Es ist erwiesen, dass die Kreter eine überdurchschnittlich hohe Lebenserwartung haben. Einer der Gründe dafür ist ein Hauptnahrungsmittel der Bevölkerung auf Kreta: das Olivenöl. Der Olivenanbau hat auf Kreta eine lange Tradition. Wissenschaftlich ist nachgewiesen, dass bereits die Minoer um 3000 v. Chr. auf Kreta Olivenanbau betrieben.
Der Minoischen Kultur ist es auch zu verdanken, dass es auf Kreta zahlreiche, für einen Besuch lohnenswerte Ausgrabungsstätten gibt. Kreta hat historisch wie auch landschaftlich viel zu bieten. Wer Kreta und seine Sehenswürdigkeiten entdecken möchte, sollte das Frühjahr nutzen, denn dann zeigt sich die Natur in ihrer ganzen Schönheit und Blütenvielfalt und die Temperaturen sind erträglich.

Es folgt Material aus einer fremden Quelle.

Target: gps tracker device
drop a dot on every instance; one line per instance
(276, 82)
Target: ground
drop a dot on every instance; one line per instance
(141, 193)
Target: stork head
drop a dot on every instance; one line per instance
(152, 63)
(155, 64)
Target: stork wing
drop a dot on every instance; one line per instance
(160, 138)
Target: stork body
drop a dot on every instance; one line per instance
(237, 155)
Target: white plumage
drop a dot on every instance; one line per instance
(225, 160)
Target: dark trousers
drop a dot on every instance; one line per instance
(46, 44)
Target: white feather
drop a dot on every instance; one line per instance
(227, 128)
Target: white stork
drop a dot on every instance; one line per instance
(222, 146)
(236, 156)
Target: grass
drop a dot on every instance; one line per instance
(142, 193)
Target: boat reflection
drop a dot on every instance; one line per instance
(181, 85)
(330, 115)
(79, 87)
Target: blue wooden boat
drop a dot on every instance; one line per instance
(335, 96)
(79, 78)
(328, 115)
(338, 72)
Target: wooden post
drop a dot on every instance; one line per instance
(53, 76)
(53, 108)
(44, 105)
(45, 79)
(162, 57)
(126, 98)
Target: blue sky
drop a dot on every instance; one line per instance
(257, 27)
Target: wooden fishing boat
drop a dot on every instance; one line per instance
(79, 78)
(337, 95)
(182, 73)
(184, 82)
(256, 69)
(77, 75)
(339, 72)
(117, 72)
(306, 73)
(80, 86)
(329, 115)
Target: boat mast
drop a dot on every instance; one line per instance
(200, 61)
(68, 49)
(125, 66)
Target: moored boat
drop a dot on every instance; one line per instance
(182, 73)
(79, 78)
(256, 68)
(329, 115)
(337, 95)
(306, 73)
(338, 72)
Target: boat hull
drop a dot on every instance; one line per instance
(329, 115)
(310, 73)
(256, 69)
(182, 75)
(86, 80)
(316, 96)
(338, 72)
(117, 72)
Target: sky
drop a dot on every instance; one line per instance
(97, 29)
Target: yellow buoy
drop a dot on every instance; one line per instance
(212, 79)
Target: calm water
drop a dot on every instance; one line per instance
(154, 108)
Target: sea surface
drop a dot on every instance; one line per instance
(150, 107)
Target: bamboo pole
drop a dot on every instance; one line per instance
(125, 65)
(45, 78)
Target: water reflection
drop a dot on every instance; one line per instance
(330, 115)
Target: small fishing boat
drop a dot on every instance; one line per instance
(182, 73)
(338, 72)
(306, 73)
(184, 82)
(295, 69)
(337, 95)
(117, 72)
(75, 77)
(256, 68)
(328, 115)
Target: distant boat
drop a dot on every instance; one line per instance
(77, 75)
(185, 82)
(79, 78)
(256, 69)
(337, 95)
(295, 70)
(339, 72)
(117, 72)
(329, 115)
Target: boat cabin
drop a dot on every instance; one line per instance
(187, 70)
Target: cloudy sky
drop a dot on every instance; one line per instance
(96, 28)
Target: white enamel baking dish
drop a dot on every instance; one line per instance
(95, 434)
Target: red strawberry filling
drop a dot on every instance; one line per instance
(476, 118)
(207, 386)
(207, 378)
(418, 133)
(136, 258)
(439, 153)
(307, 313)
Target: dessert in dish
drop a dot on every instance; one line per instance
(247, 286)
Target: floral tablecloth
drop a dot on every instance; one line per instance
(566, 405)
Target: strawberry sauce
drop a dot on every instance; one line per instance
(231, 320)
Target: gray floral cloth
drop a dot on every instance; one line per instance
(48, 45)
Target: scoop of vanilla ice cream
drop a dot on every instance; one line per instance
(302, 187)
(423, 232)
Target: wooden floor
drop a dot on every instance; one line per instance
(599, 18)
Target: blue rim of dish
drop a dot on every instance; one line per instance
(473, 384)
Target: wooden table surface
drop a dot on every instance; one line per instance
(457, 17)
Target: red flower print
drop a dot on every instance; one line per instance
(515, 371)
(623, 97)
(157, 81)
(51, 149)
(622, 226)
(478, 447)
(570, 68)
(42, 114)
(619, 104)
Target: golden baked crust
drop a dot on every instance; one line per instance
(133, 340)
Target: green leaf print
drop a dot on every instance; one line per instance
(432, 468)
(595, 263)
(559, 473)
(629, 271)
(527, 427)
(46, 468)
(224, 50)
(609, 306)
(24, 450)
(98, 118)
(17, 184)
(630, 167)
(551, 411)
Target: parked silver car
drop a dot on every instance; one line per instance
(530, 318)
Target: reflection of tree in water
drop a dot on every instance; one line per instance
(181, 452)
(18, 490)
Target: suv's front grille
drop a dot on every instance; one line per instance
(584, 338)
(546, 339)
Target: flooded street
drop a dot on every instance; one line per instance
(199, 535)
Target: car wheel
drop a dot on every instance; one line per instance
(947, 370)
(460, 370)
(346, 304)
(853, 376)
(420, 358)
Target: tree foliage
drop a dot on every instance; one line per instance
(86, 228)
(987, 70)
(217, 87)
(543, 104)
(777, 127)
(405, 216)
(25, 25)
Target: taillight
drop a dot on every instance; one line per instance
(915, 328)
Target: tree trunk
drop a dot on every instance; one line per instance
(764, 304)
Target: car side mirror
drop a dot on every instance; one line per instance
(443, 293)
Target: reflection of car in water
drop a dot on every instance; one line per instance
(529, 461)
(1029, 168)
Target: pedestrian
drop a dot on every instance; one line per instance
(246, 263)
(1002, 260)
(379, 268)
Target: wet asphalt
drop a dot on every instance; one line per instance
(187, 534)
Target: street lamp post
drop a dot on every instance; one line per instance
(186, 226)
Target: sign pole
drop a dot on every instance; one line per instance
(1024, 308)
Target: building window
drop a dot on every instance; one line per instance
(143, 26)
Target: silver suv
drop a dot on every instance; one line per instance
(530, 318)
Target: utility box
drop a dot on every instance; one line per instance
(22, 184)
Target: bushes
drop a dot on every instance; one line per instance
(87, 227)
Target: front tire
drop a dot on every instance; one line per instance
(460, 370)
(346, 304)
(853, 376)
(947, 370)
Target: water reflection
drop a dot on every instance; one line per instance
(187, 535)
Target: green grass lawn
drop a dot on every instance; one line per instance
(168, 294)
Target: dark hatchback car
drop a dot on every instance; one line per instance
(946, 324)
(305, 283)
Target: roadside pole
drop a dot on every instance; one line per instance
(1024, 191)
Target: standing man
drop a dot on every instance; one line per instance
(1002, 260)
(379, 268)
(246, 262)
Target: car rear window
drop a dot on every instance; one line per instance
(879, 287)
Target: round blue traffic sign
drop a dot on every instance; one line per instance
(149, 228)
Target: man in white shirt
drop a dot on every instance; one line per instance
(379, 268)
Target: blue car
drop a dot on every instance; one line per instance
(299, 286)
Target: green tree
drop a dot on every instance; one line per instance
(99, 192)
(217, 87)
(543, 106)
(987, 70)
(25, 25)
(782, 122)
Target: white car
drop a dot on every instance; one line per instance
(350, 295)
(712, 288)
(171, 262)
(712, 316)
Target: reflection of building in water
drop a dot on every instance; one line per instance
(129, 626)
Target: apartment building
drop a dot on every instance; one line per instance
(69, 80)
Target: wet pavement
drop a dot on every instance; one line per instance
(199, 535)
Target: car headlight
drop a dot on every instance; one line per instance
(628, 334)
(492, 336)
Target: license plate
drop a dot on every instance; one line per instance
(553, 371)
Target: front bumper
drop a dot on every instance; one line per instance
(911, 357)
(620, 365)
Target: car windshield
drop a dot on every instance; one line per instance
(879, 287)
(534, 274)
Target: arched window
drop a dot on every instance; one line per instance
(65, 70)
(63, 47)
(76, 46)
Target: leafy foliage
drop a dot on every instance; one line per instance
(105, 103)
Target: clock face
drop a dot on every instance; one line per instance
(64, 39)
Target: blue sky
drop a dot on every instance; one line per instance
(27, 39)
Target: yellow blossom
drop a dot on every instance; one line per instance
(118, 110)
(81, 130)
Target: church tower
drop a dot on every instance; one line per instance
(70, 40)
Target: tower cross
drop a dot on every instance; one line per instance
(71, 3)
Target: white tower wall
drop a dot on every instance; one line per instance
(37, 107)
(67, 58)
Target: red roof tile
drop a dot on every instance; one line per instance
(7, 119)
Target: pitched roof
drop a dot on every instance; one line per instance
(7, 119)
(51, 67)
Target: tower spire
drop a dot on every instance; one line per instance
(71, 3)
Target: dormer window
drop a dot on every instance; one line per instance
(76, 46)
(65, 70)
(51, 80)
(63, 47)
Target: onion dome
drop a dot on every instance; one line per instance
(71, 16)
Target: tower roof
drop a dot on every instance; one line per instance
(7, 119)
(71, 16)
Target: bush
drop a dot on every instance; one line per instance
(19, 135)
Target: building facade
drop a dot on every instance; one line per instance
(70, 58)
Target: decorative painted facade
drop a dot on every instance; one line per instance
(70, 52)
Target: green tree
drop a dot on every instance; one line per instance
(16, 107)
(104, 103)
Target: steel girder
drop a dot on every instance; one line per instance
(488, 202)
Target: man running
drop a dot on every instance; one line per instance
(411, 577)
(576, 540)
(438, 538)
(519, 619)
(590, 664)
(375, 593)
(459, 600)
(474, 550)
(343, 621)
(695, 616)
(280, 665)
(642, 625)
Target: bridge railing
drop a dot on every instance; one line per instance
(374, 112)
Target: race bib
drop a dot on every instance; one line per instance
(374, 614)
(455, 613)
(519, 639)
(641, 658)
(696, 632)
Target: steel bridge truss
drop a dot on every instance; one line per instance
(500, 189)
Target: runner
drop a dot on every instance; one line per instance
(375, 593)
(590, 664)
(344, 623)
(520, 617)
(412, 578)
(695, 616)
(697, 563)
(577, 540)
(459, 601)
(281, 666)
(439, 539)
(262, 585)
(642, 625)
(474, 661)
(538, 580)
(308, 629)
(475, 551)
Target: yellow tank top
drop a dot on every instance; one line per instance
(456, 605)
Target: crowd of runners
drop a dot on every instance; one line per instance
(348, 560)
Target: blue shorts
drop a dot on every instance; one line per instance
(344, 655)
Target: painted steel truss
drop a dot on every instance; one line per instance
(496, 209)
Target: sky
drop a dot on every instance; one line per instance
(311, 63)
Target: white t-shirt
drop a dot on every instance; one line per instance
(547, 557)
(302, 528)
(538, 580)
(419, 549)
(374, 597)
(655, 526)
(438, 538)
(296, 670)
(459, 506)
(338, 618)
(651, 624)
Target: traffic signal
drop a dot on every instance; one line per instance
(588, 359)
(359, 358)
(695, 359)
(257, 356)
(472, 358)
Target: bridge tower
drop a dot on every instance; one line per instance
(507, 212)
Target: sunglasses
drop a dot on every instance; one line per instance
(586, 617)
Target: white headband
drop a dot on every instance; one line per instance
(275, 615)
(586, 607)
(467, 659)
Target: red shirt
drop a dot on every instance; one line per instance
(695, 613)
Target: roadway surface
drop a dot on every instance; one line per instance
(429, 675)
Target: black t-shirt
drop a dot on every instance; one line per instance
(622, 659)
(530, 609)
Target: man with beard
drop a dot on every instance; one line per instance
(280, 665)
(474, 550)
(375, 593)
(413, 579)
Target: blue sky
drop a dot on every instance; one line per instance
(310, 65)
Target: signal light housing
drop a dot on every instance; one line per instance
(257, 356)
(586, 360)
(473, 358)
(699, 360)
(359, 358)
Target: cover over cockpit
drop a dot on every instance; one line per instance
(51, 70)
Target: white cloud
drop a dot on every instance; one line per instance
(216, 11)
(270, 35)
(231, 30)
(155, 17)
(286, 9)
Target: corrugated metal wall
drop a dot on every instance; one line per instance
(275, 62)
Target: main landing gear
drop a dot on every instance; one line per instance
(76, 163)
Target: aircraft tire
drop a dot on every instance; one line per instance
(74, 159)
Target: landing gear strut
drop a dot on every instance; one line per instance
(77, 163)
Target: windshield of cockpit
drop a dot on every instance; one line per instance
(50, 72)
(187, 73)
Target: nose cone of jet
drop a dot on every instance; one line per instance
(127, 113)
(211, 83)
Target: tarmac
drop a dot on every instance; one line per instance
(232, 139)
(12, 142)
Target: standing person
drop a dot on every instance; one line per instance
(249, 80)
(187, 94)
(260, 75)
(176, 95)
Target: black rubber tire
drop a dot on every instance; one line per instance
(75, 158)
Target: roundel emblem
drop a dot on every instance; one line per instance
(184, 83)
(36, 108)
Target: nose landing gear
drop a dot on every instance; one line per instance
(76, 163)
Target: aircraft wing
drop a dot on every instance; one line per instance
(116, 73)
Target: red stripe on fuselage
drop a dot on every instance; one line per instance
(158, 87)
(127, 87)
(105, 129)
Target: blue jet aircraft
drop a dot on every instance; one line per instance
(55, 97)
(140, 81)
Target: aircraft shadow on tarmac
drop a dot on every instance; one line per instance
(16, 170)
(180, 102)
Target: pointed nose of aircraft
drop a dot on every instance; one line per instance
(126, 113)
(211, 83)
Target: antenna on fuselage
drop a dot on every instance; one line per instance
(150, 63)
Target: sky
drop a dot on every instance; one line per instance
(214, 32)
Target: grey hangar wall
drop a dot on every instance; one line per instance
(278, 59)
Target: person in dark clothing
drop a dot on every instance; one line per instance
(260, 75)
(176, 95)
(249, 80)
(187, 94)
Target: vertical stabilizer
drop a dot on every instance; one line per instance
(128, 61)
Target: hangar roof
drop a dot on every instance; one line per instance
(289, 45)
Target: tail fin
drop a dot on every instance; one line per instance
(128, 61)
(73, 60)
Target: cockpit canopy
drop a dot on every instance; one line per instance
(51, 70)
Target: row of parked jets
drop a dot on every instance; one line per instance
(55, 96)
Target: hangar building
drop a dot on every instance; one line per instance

Für einen reinen Badeurlaub und zum Relaxen bieten sich die Sommermonate an. Obwohl Kreta bekannt ist für sein ausgewogenes Mittelmeerklima, können die Monate Juli und August für mittel- und nordeuropäische Sonnenanbeter zu einer echten Herausforderung werden.
Aber zurück zum Olivenöl: wenn die Saison für die meisten Touristen zu Ende geht, beginnt im November die Zeit der Olivenernte. Wie überall im Olivenanbau sind dann Helfer gern gesehen und wer einen ganz besonderen Bezug zum Olivenöl aus Griechenland haben möchte, sollte es sich nicht nehmen lassen, zumindest einmal bei der Olivenernte auf Kreta mit zu helfen.